Il processo di primo grado fu nel 1984. Emblematico l’interrogatorio in aula: «Quando si è accorto di essere finito su un lastrone di ghiaccio con la macchina?»; «Ho avuto la sensazione di esserci finito sopra prima ancora di vederlo»; «Allora non guardava la strada». Il 21 marzo, dopo una lunga camera di consiglio, Grillo venne assolto dal tribunale di Cuneo con formula dubitativa, la vecchia insufficienza di prove: questo dopo aver pagato 600 milioni alla piccola Cristina di 9 anni, unica superstite della famiglia Giberti. La metà dei soldi – una cifra enorme, per l’epoca – furono pagati dall’assicurazione.

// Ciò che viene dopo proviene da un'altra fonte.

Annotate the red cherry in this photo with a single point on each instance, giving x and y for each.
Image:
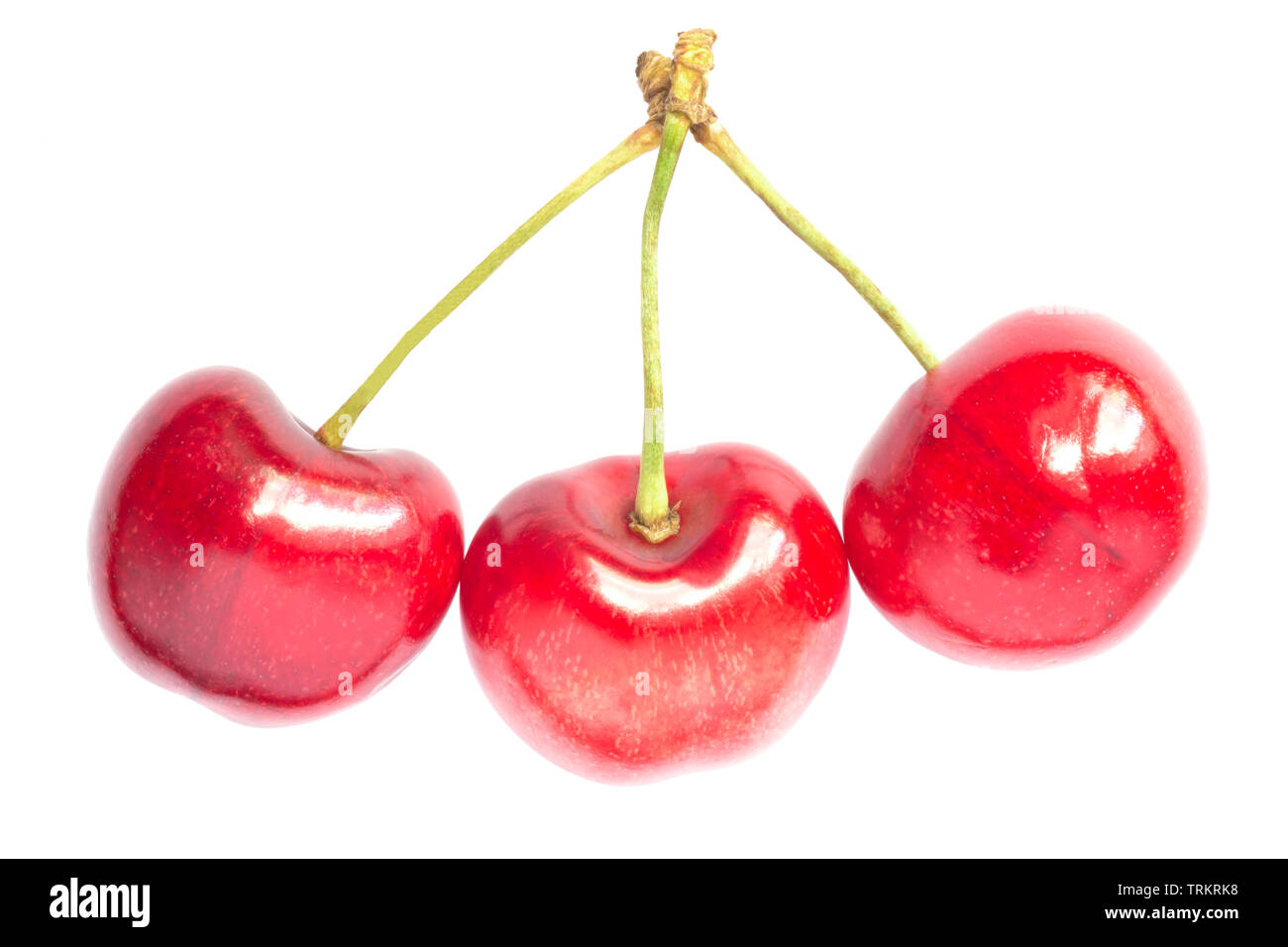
(237, 560)
(1031, 497)
(625, 661)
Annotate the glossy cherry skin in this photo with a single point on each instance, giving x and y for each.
(1031, 497)
(237, 560)
(625, 661)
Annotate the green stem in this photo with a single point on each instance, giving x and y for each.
(336, 428)
(717, 142)
(653, 518)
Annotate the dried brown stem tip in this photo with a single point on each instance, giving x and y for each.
(679, 84)
(690, 67)
(653, 72)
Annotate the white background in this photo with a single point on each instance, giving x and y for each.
(288, 187)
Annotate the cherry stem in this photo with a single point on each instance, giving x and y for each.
(653, 515)
(639, 142)
(719, 144)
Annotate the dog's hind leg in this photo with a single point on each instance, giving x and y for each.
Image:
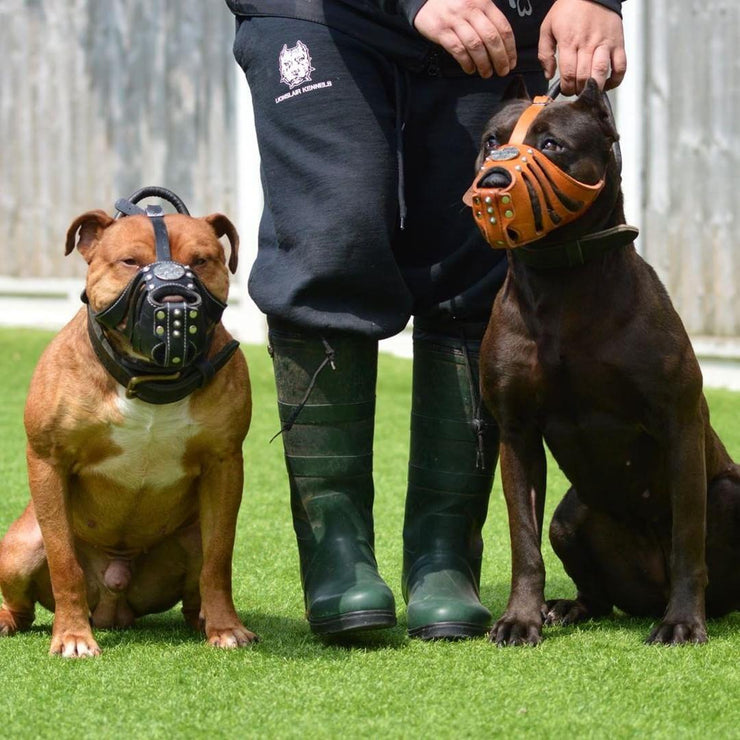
(610, 562)
(23, 574)
(723, 543)
(571, 546)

L’accusa propose Appello e venne fuori la verità, ossia le prove:

Il pericolo era stato prospettato anche da una segnaletica che nessun giornalista frattanto era andato a verificare. La strada in effetti era chiusa al traffico. La Corte d’Appello di Torino, il 13 marzo 1985, lo condannò a un anno e quattro mesi col beneficio della condizionale, ma col ritiro della patente: «Si può dire dimostrato, al di là di ogni possibile dubbio, che l’imputato risalendo la strada da valle, poteva percepire tempestivamente la presenza del manto di ghiaccio (…). L’esistenza del pericolo era evidente e percepibile da parecchi metri, almeno quattro o cinque, e così non è sostenibile che l’imputato non potesse evitare di finirci sopra », sicché l’imputato «disponeva di tutto lo spazio necessario per arrestarsi senza difficoltà» ma non lo fece, anzi decise «consapevolmente di affrontare il pericolo e di compiere il tentativo di superare il manto ghiacciato. Farlo con quel veicolo costituisce una macroscopica imprudenza che non costituisce oggetto di discussione ».

In Cassazione Grillo perde di nuovo nonostante sia assistito dall’avvocato Alfredo Biondi, poi esponente di Forza Italia e PdL.